Va esclusa l’impresa la cui polizza fideiussoria provvisoria contenga la possibilità per il fideiussore di opporre alla stazione appaltante eccezioni AL PAGaMENTO

Sostanzialmente, quindi, il bando richiede una fideiussione “ a prima richiesta”; tale adempimento non è stato rispettato dal raggruppamento ricorrente

ha un particolare rilievo l’aspetto formale-letterale delle formule da utilizzarsi, con cui si tende a garantire in modo preminente la posizione della stazione appaltante nei confronti di qualsiasi altro creditore dell’impresa

L’appendice della polizza fideiussoria depositata dalle ricorrenti non sarebbe regolare in quanto non conterrebbe alcun impegno del fideiussore nei confronti della Stazione appaltante né la polizza fideiussoria nè l’appendice conterrebbero quanto richiesto, a pena di esclusione, dal disciplinare di gara. Segnatamente, la cauzione presentata dalle ricorrenti principali non conterrebbe alcun riferimento all’impossibilità di presentare eccezioni da parte del fideiussore, come invece indicato dal disciplinare di gara, non essendo quindi configurabile nei confronti della stazione appaltante “a prima richiesta”. Un ulteriore vizio è dato dall’assenza di proroga della fideiussione stesa, in quanto in virtù del protrarsi delle operazioni di gara era necessaria la presentazione di una proroga essendo stati superati i primi 180 giorni di validità della cauzione provvisoria

Qual è il parere dell’adito giudice amministrativo?

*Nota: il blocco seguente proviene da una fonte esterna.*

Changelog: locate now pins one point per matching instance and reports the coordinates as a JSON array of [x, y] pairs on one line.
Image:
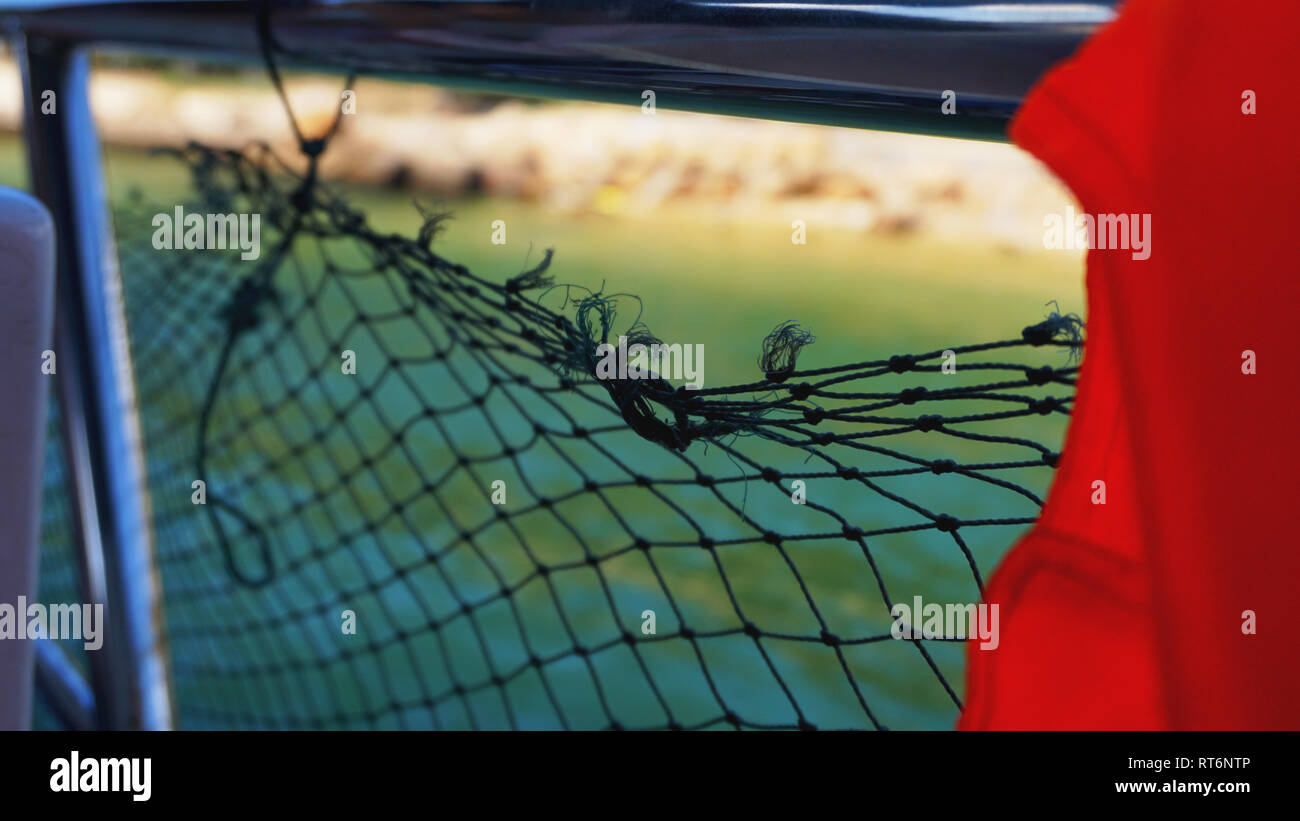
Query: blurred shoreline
[[583, 159]]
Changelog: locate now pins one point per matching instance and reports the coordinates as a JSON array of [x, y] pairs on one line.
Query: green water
[[276, 657]]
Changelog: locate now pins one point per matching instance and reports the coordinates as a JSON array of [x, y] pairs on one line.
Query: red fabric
[[1129, 615]]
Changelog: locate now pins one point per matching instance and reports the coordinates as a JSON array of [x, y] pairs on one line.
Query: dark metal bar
[[96, 395], [64, 687], [879, 65]]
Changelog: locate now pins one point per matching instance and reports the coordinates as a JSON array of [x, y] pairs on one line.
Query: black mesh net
[[519, 542]]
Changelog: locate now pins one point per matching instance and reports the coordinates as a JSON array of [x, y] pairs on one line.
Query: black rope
[[372, 492]]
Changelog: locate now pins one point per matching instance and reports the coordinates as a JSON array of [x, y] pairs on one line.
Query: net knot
[[781, 350], [941, 467], [1045, 405]]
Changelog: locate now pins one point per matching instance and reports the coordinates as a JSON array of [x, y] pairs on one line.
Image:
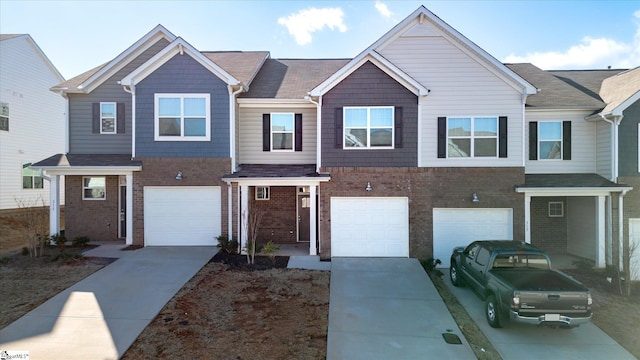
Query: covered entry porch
[[575, 214], [286, 199]]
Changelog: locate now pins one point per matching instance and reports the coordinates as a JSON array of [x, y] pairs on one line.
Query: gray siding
[[182, 74], [370, 86], [628, 141], [81, 138]]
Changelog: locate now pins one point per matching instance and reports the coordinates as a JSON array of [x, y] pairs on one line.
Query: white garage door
[[459, 227], [376, 227], [182, 216]]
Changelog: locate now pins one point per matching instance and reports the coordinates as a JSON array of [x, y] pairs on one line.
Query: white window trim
[[115, 118], [292, 132], [182, 137], [85, 188], [266, 190], [369, 147], [472, 138], [555, 203], [561, 140]]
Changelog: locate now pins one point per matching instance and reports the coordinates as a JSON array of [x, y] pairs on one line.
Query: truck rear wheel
[[492, 311]]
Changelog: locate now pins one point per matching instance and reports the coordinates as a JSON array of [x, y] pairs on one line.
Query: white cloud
[[590, 53], [302, 24], [383, 9]]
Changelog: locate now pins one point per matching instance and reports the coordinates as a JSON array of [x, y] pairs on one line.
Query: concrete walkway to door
[[102, 315], [388, 308]]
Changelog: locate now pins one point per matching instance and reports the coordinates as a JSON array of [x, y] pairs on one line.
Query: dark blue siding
[[182, 74], [370, 86]]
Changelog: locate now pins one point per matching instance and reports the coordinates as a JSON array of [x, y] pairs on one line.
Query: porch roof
[[72, 163], [569, 182], [276, 172]]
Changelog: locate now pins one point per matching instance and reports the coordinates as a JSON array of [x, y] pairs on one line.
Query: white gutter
[[132, 91], [232, 126], [318, 128]]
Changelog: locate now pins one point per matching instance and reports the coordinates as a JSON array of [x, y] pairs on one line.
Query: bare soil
[[27, 282], [232, 310]]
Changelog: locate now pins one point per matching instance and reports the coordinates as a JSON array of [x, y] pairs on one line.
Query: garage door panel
[[182, 216], [459, 227], [369, 227]]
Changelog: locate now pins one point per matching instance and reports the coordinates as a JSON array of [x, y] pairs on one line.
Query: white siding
[[250, 137], [603, 149], [582, 150], [36, 120], [461, 85]]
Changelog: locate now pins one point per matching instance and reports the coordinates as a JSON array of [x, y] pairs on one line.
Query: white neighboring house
[[32, 121]]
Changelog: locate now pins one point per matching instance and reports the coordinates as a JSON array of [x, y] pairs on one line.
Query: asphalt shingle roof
[[291, 78]]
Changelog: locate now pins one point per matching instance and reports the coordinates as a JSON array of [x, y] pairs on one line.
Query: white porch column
[[244, 214], [600, 231], [54, 205], [129, 207], [313, 221], [527, 219]]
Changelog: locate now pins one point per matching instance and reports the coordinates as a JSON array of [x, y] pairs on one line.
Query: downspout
[[132, 90], [318, 105], [232, 124]]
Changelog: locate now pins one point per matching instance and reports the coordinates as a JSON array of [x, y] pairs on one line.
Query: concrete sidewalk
[[388, 308], [102, 315]]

E’ fondato anche il rilievo relativo alla carenza della polizza fideiussoria presentata dai ricorrenti che non contiene la clausola relativa all’impossibilità per il fideiussore di opporre alla stazione appaltante alcuna eccezione,

anche nell’eventualità di opposizione proposta dal debitore o da altri soggetti interessati e anche nel caso che il debitore sia dichiarato nel frattempo fallito, ovvero sottoposto a procedure concorsuali o posto in liquidazione.

Sostanzialmente, quindi, il bando richiede una fideiussione “ a prima richiesta”; tale adempimento non è stato rispettato dal raggruppamento ricorrente, che ha presentato una polizza che la commissione di gara ha interpretato come conforme allo schema legale, ma in cui manca, in particolare, la chiara ed espressa impossibilità per il fideiussore di opporre alla stazione appaltante alcuna eccezione, anche nell’eventualità di opposizione proposta dal debitore o da altri soggetti interessati.

Si rammenta, inoltre, come in tal caso, ha un particolare rilievo l’aspetto formale-letterale delle formule da utilizzarsi, con cui si tende a garantire in modo preminente la posizione della stazione appaltante nei confronti di qualsiasi altro creditore dell’impresa.

La richiesta clausola, unitamente a tutti gli altri requisiti previsti dal disciplinare di gara al punto 5, lettere a), b), c), d), e), è, nel caso di specie, sanzionata con l’esclusione dal disciplinare di gara.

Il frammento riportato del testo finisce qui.